Ihr nutzt Euer Notebook dauerhaft als Desktop-Ersatz und macht Euch Sorgen um den Akku? Wir erklären, worauf Ihr achten müsst.

Das Windows-Notebook oder das Macbook als Desktop-Ersatz? Bei vielen Anwendern verstaubt ein Laptop mit externem Bildschirm, Maus und Tastatur auf dem Schreibtisch und wird nur selten mobil genutzt. Schnell stellt sich die Frage: Kann der Dauerstrom gut für den Akku sein? Und wenn nicht: Wie lässt sich der Akku trotz Desktop-Betrieb pflegen? Wir geben Euch die Antworten, die Ihr sucht.

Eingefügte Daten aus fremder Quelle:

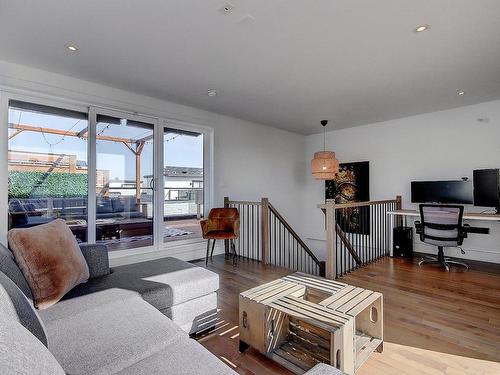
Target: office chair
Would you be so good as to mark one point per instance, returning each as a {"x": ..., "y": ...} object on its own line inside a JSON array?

Was schadet modernen Akkus?

Moderne Lithium-Ionen-Akkus sind relativ zuverlässig und stabil. Sie altern nicht durch falsches Laden, wie es noch bei älteren Stromversorgungssystemen der Fall war. Stattdessen altern Lithium-Ionen-Akkus vor allem durch die Ladezyklen: Jeder Akku hat eine bestimmte Zahl an möglichen Ladezyklen, bevor er Kapazität verliert. Ladezyklen sind 100-Prozent-Aufladungen, die sich addieren: Ladet Ihr Euren Akku einmal von 20 auf 100 Prozent und anschließend noch einmal von 80 auf 100 Prozent, habt Ihr einen Zyklus mit 100 Prozent gefüllt. Moderne Akkus verkraften rund 1000 davon, bevor sie anfangen deutlich an Kapazität zu verlieren. Ebenfalls schädlich ist eine Tiefentladung.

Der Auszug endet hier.